Who was missing from the March for Life?
The news media. Last year Newsweek tried to claim young women were the ones missing. That fallacy exposed, they tried just ignoring it this year. So did most other big outlets. But media blackouts don’t work anymore. Except to marginalize the media…
In all the places that did cover Monday’s massive March for Life on the Mall of Washington, one theme emerged more than ever before: “the new face of the pro-life movement is young, vocal and rapidly expanding.”
Got coverage? Yes.
When abortion activist Nancy Keenan, president of NARAL, saw last year’s March for Life in Washington, D.C. she was utterly astounded: “I just thought, my gosh, they are so young,” she told Newsweek. “There are so many of them, and they are so young.”
Abortion advocates like Keenan must be uneasy with the “so-many-so-young” trend. However, as leaders of the pro-abortion movement get older and focus on retirement, the pro-life movement is ever more youthful, numerous and vibrant.
And totally plugged-in to the world of social networking. A ‘smartphones for life’ group engaged participants in their campaign to help the media do their work by providing contact info for major media outlets. These young people texted and tweeted the March, they blogged and posted YouTube videos from it. They went to and around traditional media and rendered them even more irrelevant than they already were.

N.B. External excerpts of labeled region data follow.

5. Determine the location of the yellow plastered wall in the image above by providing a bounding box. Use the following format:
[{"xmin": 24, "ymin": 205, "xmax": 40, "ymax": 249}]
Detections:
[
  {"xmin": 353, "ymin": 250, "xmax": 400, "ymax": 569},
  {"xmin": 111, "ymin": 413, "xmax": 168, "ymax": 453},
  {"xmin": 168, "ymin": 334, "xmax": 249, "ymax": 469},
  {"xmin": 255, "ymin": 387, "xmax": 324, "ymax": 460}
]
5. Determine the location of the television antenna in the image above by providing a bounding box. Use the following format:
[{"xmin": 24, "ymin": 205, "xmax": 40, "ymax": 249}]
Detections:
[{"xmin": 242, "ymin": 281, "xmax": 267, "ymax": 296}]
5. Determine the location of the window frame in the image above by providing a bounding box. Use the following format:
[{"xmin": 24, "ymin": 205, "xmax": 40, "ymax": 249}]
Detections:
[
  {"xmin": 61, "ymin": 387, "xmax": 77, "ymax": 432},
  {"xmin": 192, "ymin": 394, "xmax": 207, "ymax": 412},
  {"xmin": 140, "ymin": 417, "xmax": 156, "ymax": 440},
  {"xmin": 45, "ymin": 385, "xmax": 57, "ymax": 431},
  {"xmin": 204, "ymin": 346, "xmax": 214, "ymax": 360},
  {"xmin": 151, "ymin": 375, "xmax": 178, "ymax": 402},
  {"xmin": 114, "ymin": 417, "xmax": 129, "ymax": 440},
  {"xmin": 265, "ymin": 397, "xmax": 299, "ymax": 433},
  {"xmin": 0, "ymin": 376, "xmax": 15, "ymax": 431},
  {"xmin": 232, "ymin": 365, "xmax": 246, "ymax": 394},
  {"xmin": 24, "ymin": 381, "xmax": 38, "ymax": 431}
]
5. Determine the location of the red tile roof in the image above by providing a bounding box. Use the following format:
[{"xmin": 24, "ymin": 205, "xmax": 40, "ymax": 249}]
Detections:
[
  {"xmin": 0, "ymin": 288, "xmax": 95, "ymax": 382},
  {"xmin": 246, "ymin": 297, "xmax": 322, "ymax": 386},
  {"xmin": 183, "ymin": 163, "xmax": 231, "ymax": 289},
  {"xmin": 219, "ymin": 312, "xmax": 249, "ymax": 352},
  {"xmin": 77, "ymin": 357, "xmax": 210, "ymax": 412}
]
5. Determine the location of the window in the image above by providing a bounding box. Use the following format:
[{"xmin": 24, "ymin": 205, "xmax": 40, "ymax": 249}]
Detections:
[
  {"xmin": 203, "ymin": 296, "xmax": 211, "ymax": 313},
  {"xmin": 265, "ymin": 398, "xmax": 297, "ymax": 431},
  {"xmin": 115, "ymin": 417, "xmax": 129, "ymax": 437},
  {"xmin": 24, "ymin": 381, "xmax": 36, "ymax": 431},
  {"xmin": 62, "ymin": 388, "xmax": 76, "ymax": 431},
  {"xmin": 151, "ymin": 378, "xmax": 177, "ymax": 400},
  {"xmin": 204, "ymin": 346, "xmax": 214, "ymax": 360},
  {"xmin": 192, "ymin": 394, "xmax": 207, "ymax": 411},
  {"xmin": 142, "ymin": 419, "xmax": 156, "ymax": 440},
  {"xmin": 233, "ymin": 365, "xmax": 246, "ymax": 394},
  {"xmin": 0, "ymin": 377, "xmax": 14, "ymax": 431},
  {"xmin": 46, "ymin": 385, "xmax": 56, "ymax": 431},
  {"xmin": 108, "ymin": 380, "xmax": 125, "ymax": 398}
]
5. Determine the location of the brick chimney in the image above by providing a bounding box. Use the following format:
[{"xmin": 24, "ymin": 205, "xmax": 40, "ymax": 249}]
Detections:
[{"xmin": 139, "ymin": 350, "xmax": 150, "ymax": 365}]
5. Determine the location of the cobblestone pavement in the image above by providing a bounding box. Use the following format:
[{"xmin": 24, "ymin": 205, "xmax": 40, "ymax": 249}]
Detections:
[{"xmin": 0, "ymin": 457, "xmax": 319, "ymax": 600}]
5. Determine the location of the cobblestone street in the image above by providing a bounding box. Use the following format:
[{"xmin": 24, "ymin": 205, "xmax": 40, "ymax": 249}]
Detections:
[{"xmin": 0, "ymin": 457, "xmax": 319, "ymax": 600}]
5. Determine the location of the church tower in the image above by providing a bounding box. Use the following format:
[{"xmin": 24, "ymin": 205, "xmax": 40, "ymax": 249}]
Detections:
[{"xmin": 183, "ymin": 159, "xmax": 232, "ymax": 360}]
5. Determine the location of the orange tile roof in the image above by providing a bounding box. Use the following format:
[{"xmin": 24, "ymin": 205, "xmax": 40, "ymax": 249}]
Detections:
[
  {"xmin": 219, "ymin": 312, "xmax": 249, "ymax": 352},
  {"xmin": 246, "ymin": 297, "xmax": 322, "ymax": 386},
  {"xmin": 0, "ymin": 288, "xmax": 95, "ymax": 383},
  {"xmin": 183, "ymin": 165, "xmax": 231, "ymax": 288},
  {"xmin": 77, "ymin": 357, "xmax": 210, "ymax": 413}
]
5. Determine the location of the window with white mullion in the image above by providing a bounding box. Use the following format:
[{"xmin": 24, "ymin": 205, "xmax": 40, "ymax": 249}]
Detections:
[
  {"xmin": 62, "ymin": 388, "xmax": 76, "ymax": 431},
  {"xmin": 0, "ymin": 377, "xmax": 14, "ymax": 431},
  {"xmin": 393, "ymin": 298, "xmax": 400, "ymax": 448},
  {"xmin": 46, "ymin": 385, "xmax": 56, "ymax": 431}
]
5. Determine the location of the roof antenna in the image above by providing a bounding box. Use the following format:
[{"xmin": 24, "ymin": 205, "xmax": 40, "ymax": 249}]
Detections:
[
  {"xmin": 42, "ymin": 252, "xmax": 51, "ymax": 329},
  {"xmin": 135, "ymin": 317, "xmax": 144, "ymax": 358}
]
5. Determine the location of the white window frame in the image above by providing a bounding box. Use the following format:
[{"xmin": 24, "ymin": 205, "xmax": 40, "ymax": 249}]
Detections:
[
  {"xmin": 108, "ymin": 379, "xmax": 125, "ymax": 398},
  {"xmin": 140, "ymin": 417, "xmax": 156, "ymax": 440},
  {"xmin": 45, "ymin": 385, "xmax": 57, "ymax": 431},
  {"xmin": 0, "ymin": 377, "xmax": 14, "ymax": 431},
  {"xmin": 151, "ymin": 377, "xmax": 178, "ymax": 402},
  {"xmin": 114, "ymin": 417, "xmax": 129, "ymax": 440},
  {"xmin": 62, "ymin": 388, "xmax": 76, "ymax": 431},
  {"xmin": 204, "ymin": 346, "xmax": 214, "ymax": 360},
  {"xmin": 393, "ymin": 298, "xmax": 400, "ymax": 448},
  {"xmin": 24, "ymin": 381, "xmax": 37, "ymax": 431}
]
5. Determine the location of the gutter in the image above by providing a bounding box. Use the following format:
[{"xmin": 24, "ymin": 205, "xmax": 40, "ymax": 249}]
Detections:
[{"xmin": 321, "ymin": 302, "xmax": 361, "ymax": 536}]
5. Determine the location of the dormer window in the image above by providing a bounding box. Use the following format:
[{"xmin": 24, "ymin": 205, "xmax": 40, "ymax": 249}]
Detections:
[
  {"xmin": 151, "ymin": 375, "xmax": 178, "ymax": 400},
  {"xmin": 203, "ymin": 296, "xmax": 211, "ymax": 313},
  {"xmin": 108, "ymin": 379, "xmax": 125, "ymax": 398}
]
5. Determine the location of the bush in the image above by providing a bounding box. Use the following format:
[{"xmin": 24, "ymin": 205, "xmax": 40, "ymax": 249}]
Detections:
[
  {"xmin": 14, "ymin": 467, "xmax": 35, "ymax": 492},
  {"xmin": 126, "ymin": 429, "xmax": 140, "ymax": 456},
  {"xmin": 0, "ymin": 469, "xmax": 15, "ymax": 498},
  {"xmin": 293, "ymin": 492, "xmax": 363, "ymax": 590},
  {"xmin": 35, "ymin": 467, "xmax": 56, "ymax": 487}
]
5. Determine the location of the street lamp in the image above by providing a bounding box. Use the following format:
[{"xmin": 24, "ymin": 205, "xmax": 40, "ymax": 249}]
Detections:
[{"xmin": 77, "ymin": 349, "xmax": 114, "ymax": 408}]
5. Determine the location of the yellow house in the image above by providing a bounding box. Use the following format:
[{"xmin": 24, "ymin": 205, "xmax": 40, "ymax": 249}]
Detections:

You’re not going to see this anywhere in ‘big’ media: Surprised by Beauty at the March for Life. You may be surprised by some of the participants noted there.
The 1989 Tiananmen Square uprising of pro-democracy students and intellectuals led to untold deaths of Chinese citizens at the hands of the government. Chai Ling was one of the student leaders who survived the massacre. Smuggled out of China in a box to the U.S., where she received an Ivy League education, married, and had children, Chai became a Christian 13 months ago. Her convictions have turned to the pro-life cause, and she came to the March to help spread the word about her efforts to end female abortion and infanticide in China.
Tweeting and texting, the Echo Boomers are taking the reins of the decades-long effort to restore legal protection to the unborn in Alaska and across the U.S.
These 20-somethings – children of Baby Boomers and Generation Xers – were born and raised after the 1973 Supreme Court decision of Roe v. Wade. They are survivors of the era of legalized abortion in America. But a full third of their generation did not survive – 26 million of their brothers, sisters and friends have been aborted.
For those who made it, like 28-year-old Christine Kurka of Eagle River, Alaska and 22-year-old Windy Thomas of Anchorage, the abortion debate is about human rights – rights they believe should be equally applied to all members of the human family, including the very youngest.
At age 18, Kurka was motivated to speak up for the unborn. Her awakening came during a visit to the Holocaust Museum in Washington, D.C., where she heard recordings of the Nuremberg trials. She understood that apathy, silence and the deflection of responsibility were no defense in the face of evil.
“If we say nothing, we are acquiescing,” Kurka told the Catholic Anchor in a recent interview.
Kurka began to see a correlation between the destruction of the Jewish people behind the walls of concentration camps and abortion.
“It’s a quiet thing, people don’t see it,” she explained.
She realized “it wasn’t going to be enough to just personally stay away from abortion or not to have one myself. I was going to have to be actively speaking and doing something.”